The second question I pose pertains to use of statistical principles.
A reader of that first carvedilol trial in NEJM in 1996 would have little idea that the authors made quite a contentious statistical leap. They were proven correct, but this was not known at the time.
I think that there were many papers about this case in Statistics in Medicine. This case is all about the illogic of multiplicity adjustments when one wants to ask specific questions about specific endpoints. Other than in frequentist statistics, rules of evidence are much clearer than this discussion would have you believe. For example, if the police decide that the first suspect in a crime is not the best suspect and they arrest a second person, there is no logic in downweighting the fingerprint and motives of the 2nd suspect just because there was an earlier suspect. Evidence of guild for the 2nd suspect must come from evidence about THAT suspect and the detective’s prior beliefs. The logical Bayesian approach would be to formulate prior distributions of effects of the drug, separately for each endpoint, before data are available. Then apply those priors to the data and don’t look back. Even better: create a hierarchical ordinal endpoint for judging which group of patients fared better overall. Death would be at the top of the scale, and the ordinal analysis would penalize or reward for death even though the sample size may have been inadequate for judging mortality on its own.

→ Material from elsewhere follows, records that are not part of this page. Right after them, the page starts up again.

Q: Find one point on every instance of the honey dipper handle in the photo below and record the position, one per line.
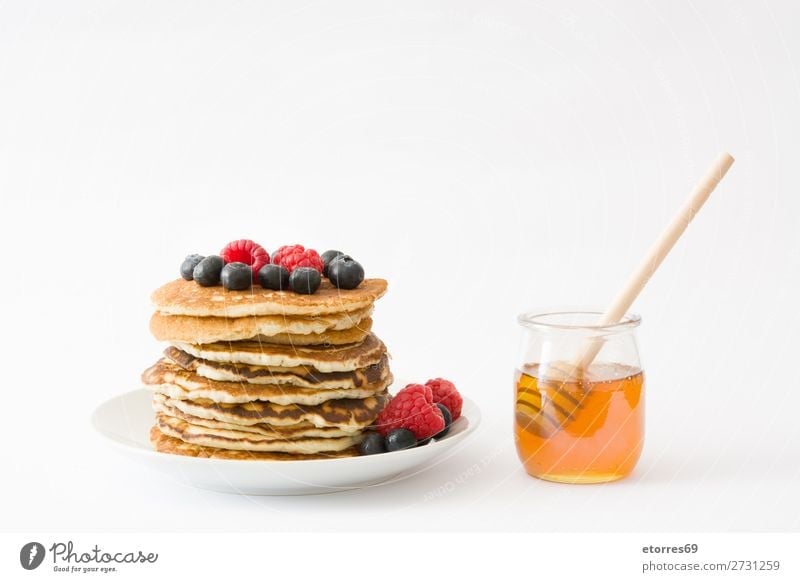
(656, 254)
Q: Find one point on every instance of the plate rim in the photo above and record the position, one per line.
(473, 421)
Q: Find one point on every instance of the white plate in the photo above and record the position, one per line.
(126, 420)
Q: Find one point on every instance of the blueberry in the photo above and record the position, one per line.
(345, 272)
(188, 265)
(208, 271)
(274, 277)
(372, 444)
(327, 258)
(237, 276)
(448, 420)
(304, 280)
(400, 438)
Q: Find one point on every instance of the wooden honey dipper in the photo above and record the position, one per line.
(566, 403)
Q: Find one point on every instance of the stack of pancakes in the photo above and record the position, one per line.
(262, 374)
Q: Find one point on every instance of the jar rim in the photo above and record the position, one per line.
(557, 319)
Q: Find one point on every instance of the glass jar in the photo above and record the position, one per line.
(575, 423)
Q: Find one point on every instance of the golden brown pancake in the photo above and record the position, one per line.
(334, 337)
(324, 359)
(298, 376)
(243, 441)
(206, 330)
(165, 377)
(301, 429)
(174, 446)
(181, 297)
(348, 414)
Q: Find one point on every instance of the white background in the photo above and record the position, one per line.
(485, 158)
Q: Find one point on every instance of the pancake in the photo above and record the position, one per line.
(181, 297)
(348, 414)
(298, 376)
(174, 446)
(334, 337)
(301, 429)
(205, 330)
(171, 380)
(242, 441)
(324, 359)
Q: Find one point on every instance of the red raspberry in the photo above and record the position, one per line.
(412, 408)
(292, 256)
(444, 392)
(247, 252)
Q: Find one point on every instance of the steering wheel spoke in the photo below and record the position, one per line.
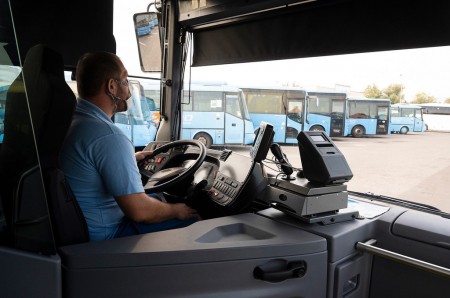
(165, 179)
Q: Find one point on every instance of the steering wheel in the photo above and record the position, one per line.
(173, 175)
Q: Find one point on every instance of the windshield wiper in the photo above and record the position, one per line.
(404, 203)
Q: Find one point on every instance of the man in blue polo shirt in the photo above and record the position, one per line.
(99, 160)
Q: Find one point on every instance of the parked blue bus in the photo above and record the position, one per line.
(291, 110)
(367, 116)
(406, 118)
(215, 115)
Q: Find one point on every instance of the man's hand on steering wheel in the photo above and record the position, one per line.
(169, 177)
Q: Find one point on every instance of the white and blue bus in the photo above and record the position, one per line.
(406, 118)
(216, 115)
(291, 110)
(367, 116)
(436, 116)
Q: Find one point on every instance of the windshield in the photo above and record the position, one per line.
(404, 157)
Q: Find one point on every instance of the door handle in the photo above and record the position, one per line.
(280, 270)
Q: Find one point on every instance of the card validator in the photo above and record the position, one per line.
(322, 161)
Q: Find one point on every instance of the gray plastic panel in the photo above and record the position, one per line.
(341, 237)
(424, 227)
(224, 239)
(27, 274)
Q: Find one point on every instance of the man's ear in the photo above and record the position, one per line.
(111, 86)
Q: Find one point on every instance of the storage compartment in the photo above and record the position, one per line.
(423, 227)
(216, 257)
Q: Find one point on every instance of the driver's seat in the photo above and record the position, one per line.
(51, 105)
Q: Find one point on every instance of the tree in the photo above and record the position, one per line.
(422, 97)
(394, 93)
(372, 91)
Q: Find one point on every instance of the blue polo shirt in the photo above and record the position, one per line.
(99, 163)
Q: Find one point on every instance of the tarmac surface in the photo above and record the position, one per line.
(414, 167)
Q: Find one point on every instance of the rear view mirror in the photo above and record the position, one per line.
(148, 41)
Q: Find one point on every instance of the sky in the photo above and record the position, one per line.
(419, 70)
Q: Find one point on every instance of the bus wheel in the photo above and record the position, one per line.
(316, 128)
(204, 138)
(358, 131)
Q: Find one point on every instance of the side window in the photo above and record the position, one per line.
(208, 101)
(232, 105)
(186, 104)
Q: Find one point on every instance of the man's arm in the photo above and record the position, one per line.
(141, 208)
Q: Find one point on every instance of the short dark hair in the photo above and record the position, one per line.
(94, 69)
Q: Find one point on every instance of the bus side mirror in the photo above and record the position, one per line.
(148, 39)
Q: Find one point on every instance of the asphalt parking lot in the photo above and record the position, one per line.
(413, 167)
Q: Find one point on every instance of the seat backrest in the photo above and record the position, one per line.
(51, 104)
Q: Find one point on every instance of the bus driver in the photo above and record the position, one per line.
(100, 163)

Let's get philosphical Dr. Mandrola.
Here is a study:
standard of care plus placebo "b" (blue and smaller pill)
vs.
standard of care plus placebo "R" (red and bigger pill)
Placebo "b" 7.8% deaths (out of 400)
Placebo "R" 3.1% deaths (out of 700)
Is it a "no brainer" to start using Placebo "R"? Why? I suppose that depends on what we mean by "no brainer".
Placebo "b" costs $0.01, Placebo "R" costs $20.00. Now what?